Fascination announced that had signed the fictional band Dirty Diegos, who feature in Channel 4 soap Hollyoaks. Their official MySpace was launched on 23 October 2008 and has a 60-second preview of their debut single, "Play", which was released digitally on 23 November 2008 in the UK.

==Soundtracks and compilations==
- Mamma Mia! The Movie Soundtrack
The soundtrack to the film version of the ABBA musical was released through Fascination in July 2008. The cast's cover of "Gimme! Gimme! Gimme! (A Man After Midnight)" was released digitally as a single in July 2008.

- Britannia High
Fascination in collaboration with Globe (the TV production arm of Universal Music Group) and ITV1 released the soundtrack to this new Fame-style TV series, that went to air in the UK on 26 October 2008. The first single and theme tune to the series, "Start of Something", which has been written by Take That star Gary Barlow is available to download for free from the official programme website.

- Skins
The soundtrack to the Channel 4 drama series was released on this label in September 2007.

- St.

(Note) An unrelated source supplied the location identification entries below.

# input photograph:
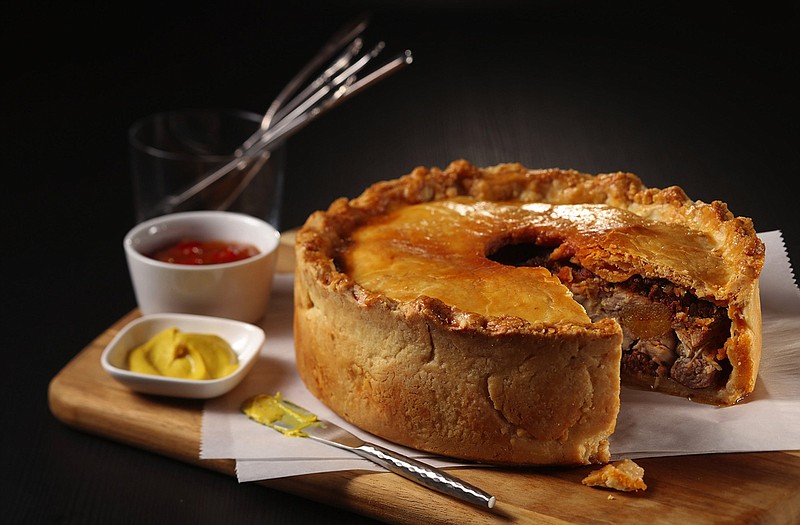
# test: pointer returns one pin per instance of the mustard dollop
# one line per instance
(184, 355)
(274, 412)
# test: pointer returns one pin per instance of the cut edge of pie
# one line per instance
(501, 388)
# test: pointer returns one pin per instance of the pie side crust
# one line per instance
(501, 389)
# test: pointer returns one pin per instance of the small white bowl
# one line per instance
(245, 339)
(237, 290)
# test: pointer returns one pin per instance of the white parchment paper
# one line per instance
(649, 424)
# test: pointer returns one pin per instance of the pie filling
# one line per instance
(669, 334)
(667, 331)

Trinians
The soundtrack to this film (which featured the label's own Girls Aloud singing the theme from the film) was released through Fascination in December 2007. Fascination also released the soundtrack for its 2009 sequel, St. Trinian's 2: The Legend of Fritton's Gold, which featured contributions from Fascination artists such as The Saturdays and Girls Aloud's Sarah Harding and five new songs produced by Xenomania from The "Banned" of St. Trinian's – who released their debut and only single, Up & Away for digital download on 30 November 2009.

- Popjustice
The Popjustice compilation album, Popjustice: 100% Solid Pop Music, has also been released on this label.

==Former artists==
- Tokio Hotel
The German punk pop band released their debut UK single "Ready, Set, Go!" under the label on 27 August 2007 but could only reach no. 77, and were dropped from their label in April 2008.

- Paul Steel
Singer songwriter Paul Steel was touted by the Sunday Times as one to watch. He released a debut, 10 track EP entitled April And I in March 2007 and released debut single "Your Loss" on 3 September, which failed to chart. Debut album 'Moon Rock' and the follow-up single 'I Will Make You Disappear' were cancelled for release and he was dropped in April 2008.

- Girls Can't Catch
Girls Can't Catch are the newest artists to join Fascination Records. They have released a song, "Keep Your Head Up", on 3 August 2009, and peaked at no. 26 on the UK Singles Chart, their second single "Echo" peaked in the top 20. It was reported on 12 July 2010 that the band had been dropped by their record label.